Over the past few months, Ford CEO Jim Farley has given us plenty of hints as to what we can expect from future Ford EVs, which are slated to begin launching in 2025. These second-generation models will ride on dedicated platforms with unique exterior styling, will be simple and fully updatable, and utilize futuristic features, as well as require far less labor to produce than their ICE counterparts.. However, one thing that doesn’t seem likely to be used in future Ford EVs are large battery packs, according to CEO Jim Farley.

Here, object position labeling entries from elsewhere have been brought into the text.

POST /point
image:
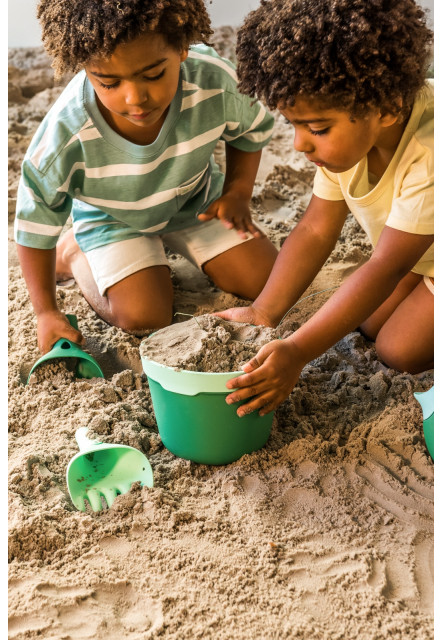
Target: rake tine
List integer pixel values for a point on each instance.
(93, 496)
(109, 495)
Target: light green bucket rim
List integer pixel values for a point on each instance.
(189, 383)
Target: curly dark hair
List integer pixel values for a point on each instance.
(353, 55)
(75, 31)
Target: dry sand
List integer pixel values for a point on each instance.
(324, 534)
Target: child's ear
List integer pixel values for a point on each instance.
(391, 116)
(387, 119)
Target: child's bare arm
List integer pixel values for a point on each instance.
(38, 268)
(275, 370)
(233, 206)
(301, 257)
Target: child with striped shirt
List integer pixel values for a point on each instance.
(127, 150)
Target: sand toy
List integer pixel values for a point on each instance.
(194, 420)
(86, 366)
(102, 471)
(426, 400)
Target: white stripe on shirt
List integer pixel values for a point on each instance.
(218, 62)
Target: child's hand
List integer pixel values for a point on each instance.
(249, 315)
(53, 325)
(270, 378)
(234, 212)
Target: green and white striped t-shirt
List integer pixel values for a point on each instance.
(117, 190)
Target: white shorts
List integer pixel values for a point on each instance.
(429, 284)
(198, 244)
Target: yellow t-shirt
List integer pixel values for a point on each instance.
(403, 197)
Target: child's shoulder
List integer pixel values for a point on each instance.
(64, 121)
(422, 118)
(205, 63)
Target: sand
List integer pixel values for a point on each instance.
(207, 344)
(324, 534)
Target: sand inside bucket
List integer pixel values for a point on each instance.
(206, 343)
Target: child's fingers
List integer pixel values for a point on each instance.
(208, 215)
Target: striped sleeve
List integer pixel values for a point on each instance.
(42, 210)
(249, 126)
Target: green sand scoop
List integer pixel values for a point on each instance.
(426, 400)
(86, 366)
(103, 470)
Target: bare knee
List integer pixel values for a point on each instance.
(369, 329)
(141, 320)
(394, 354)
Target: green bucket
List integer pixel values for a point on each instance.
(194, 420)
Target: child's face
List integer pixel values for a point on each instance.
(136, 85)
(330, 139)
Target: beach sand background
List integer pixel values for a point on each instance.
(324, 534)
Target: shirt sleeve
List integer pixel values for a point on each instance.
(326, 185)
(42, 210)
(413, 208)
(249, 127)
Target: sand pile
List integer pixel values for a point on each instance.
(324, 534)
(206, 343)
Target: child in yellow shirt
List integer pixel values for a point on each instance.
(349, 75)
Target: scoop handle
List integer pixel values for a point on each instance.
(85, 444)
(72, 319)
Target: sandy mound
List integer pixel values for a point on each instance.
(325, 533)
(206, 343)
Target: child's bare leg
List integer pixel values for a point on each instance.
(244, 269)
(403, 326)
(139, 302)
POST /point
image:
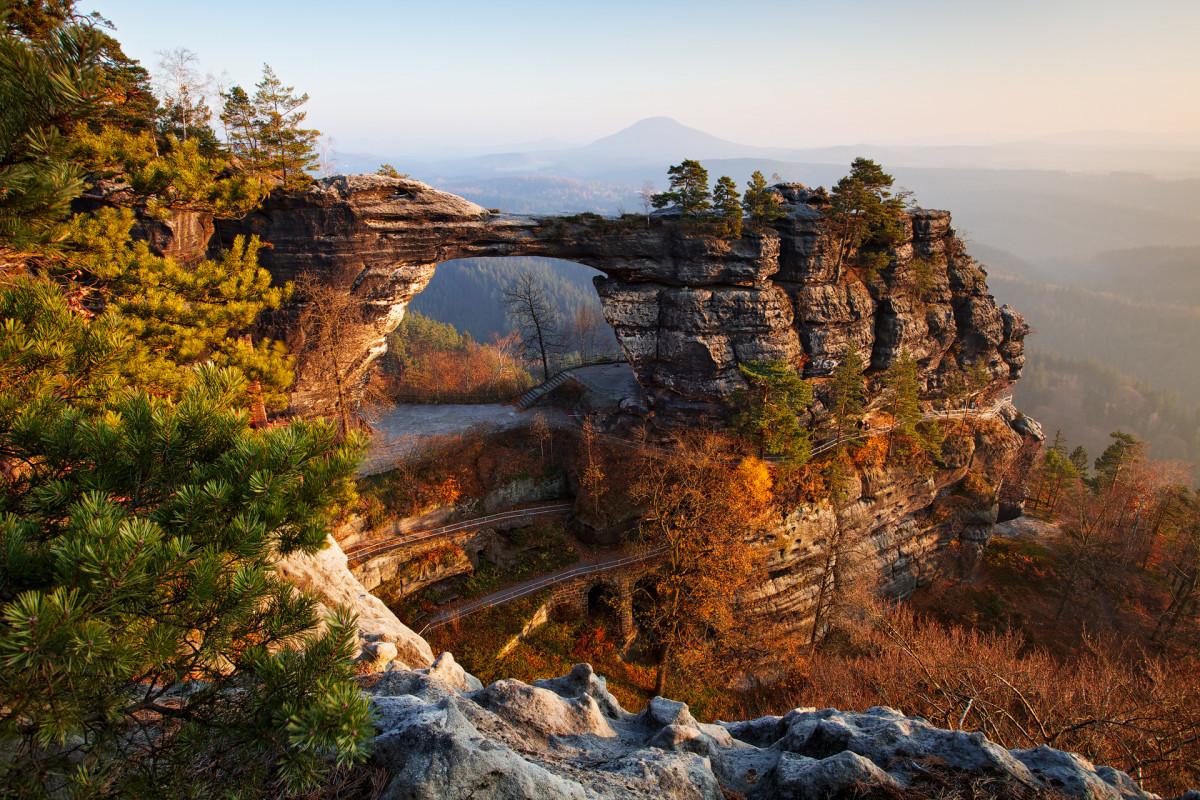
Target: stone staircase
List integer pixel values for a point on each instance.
(541, 390)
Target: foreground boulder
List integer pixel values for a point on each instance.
(443, 735)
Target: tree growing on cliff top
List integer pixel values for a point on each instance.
(147, 643)
(184, 110)
(865, 216)
(177, 316)
(901, 400)
(265, 131)
(761, 202)
(847, 394)
(771, 408)
(535, 318)
(688, 190)
(727, 204)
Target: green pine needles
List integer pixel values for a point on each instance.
(147, 643)
(772, 407)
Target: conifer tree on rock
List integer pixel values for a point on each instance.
(865, 216)
(688, 190)
(901, 392)
(727, 204)
(265, 131)
(147, 642)
(772, 407)
(847, 395)
(762, 204)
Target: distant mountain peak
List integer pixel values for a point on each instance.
(665, 137)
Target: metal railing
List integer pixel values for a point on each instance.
(369, 551)
(545, 582)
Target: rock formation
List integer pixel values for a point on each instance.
(687, 306)
(441, 734)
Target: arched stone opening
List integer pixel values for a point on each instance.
(604, 603)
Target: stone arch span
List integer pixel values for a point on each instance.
(687, 306)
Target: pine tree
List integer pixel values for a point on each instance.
(240, 127)
(46, 85)
(762, 204)
(1079, 459)
(177, 316)
(1116, 457)
(289, 151)
(688, 190)
(147, 643)
(847, 394)
(771, 409)
(727, 204)
(864, 216)
(264, 131)
(901, 392)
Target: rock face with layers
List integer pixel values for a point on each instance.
(687, 306)
(441, 735)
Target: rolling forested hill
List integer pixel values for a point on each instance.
(469, 293)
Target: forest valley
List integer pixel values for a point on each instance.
(151, 476)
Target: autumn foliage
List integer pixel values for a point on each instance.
(432, 362)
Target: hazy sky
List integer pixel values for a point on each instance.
(423, 76)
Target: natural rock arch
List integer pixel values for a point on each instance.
(687, 307)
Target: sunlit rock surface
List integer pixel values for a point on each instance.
(441, 735)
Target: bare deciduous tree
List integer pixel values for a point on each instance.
(329, 320)
(588, 331)
(535, 317)
(703, 511)
(183, 90)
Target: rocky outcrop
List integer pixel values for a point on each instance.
(327, 577)
(898, 525)
(442, 735)
(687, 306)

“So we’re learning that actually we have to challenge ourselves to use the battery more creatively than just move the vehicle,” Farley said while speaking at the recent Morgan Stanley Sustainable Finance Summit. “I think that’s really important. And I don’t think the competitors have figured that out yet. The other thing is that our industry is obsessed with large batteries because the customers are worried about range anxiety. And really, we think the solution is actually not a big battery. It’s a small possible battery for competitive range, because humans normally taking a long trip are going to stop after 200 to 300 miles. So actually, if you can fast charge and get another 200 miles in 10 minutes, that’d be better than having a 500-mile range battery, which costs like $30,000 extra.”
These comments go hand-in-hand with some details recently provided by Doug Field, Ford’s chief advanced product development and technology officer, regarding the automaker’s upcoming three-row EV crossover for the U.S., which is expected to be the Ford Explorer EV. Field noted that this model will offer a 350-mile range, all with minimal range loss at highway speeds from a battery that’s smaller, lighter, and cheaper than current units.
Additionally, the Explorer EV will reportedly offer customers features such as Pro Power Onboard and a large useable frunk, and will also signify the automaker’s move away from two-row ICE crossovers in general.